POL-MA: Polizeibericht vom 30.09.2011 -1-

Mannheim (ots) - Räuber sticht zu

Auf die Wertsachen eines 25-Jährigen hatte es gestern Nachmittag ein bislang unbekannter Räuber in der Mannheimer Neckarstadt abgesehen.

Um 15.20 Uhr stand der Wohnsitzlose vor einem Anwesen in der Straße "Am Brunnengarten" und urinierte in eine Grünanlage, als er plötzlich von einem zwischen 12 und 17 Jahre alten Südländer angesprochen wurde. Ohne Umschweife forderte der Unbekannte die Herausgabe sämtlicher Wertsachen. Der 25-Jährige drehte sich daraufhin nur kurz zum Täter um und konzentrierte sich anschließend weiter auf das Verrichten seines "Geschäftes".

Plötzlich spürte er einen Schmerz im Rücken und musste feststellen, dass ihm der zwischenzeitlich geflüchtete Täter eine Stichwunde zugefügt hatte. Die Polizei konnte am Tatort die abgebrochene Klinge eines Haushaltsmessers auffinden. Der 25-Jährige wurde stationär in einem Krankenhaus aufgenommen. Lebensgefahr bestand nicht.

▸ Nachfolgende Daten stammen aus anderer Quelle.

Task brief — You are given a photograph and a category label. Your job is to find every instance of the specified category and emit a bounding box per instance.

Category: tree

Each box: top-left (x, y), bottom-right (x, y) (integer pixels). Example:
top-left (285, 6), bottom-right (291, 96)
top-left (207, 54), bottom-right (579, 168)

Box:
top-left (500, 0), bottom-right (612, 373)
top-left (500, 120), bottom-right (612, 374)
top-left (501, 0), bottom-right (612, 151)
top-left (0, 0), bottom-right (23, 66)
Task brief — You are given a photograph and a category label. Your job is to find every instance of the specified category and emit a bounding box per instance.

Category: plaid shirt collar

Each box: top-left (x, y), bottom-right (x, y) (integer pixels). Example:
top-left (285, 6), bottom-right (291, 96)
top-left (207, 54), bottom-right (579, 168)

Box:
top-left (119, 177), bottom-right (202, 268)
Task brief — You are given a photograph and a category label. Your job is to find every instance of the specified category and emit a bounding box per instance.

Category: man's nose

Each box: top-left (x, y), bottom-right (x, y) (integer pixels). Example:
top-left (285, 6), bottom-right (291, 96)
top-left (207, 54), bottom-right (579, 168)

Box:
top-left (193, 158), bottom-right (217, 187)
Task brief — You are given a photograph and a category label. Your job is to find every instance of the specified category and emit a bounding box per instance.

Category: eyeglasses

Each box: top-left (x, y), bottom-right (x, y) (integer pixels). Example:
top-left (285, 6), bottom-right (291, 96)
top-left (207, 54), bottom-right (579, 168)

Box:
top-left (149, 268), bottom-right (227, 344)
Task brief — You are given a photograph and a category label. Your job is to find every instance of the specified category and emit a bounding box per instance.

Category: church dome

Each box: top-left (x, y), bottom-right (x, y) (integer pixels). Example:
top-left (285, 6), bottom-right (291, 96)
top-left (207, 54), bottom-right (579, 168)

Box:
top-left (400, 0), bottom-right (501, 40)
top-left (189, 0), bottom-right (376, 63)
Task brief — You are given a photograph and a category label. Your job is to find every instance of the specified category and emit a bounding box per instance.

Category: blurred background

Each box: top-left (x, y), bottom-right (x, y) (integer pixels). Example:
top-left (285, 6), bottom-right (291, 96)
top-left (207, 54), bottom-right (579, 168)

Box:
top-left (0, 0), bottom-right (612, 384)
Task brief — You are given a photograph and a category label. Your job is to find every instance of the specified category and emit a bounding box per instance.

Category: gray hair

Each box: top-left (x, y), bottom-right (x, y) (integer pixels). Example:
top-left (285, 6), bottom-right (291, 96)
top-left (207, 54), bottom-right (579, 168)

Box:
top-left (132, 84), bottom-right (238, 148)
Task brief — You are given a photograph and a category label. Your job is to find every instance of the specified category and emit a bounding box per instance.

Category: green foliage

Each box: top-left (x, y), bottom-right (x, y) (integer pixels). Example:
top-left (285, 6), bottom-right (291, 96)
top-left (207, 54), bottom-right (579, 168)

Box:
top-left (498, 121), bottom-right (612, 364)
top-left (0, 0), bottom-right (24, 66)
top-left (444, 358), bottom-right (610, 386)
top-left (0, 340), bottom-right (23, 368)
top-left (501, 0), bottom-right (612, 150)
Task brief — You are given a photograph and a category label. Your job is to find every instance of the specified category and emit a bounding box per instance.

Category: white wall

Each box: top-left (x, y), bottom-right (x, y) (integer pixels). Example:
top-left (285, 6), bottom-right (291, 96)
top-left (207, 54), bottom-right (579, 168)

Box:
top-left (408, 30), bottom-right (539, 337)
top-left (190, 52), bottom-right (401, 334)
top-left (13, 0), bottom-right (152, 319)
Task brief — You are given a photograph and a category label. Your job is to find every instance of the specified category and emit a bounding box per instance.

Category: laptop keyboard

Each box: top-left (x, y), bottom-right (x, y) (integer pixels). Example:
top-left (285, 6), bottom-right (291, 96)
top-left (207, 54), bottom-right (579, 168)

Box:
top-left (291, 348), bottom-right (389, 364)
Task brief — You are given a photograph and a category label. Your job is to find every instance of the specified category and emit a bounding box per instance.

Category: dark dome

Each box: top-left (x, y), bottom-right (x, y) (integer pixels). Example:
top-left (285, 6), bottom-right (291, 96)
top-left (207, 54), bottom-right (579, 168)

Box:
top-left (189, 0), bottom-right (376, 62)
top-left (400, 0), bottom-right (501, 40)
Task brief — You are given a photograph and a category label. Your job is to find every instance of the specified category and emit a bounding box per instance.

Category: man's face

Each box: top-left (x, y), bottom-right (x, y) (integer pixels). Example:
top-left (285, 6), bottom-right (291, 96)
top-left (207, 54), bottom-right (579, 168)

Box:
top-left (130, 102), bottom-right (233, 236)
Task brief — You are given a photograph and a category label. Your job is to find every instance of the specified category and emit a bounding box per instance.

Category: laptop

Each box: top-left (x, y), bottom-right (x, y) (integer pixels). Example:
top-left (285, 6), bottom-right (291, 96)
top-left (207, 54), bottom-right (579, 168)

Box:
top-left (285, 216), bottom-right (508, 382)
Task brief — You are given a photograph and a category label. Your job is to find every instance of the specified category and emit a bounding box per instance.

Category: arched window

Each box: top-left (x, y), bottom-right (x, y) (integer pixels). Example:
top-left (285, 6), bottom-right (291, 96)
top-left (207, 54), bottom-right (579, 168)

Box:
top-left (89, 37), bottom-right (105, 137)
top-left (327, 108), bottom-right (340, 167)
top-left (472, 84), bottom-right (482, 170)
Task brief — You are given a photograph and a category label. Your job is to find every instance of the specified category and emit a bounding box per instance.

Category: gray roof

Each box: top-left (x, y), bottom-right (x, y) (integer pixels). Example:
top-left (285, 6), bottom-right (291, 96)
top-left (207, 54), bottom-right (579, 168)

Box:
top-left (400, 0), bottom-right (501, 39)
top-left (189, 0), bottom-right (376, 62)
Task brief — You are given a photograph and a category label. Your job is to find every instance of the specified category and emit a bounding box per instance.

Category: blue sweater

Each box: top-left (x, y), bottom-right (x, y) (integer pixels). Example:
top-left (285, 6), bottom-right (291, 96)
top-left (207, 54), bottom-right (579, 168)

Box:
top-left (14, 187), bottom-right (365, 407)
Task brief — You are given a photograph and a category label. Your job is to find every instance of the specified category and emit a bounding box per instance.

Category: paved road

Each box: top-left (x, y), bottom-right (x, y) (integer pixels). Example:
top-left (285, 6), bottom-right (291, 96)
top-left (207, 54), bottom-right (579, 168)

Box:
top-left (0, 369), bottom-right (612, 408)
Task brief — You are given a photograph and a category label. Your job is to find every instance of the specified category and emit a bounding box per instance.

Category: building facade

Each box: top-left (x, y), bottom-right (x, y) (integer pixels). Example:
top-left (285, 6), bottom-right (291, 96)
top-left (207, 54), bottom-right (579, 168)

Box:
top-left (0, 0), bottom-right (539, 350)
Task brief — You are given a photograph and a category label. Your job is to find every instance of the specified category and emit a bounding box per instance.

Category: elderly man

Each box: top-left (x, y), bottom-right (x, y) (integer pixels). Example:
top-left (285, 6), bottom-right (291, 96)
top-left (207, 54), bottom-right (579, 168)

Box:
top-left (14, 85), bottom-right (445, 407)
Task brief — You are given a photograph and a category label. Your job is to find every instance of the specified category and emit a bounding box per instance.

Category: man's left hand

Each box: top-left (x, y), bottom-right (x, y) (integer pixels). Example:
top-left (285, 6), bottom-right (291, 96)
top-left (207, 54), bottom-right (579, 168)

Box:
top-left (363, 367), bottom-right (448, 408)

Obwohl der ca. 1,70 Meter große Messerstecher mit "Irokesenschnitt" bei der anschließenden Fahndung nicht gefasst wurde, endete das Geschehen trotzdem mit einer Festnahme. Bei einer Überprüfung des Geschädigten stellte sich heraus, dass er wegen Diebstahls per Haftbefehl gesucht wurde. Nachdem ihm noch am Krankenbett die Festnahme erklärt wurde, war er an einer weiteren Zusammenarbeit mit der Polizei nicht mehr interessiert.

"Ex" rastet aus

Vor dem Haus seiner Verflossenen randalierte gestern Abend ein 32-jähriger Mannheimer im Stadtteil Sandhofen.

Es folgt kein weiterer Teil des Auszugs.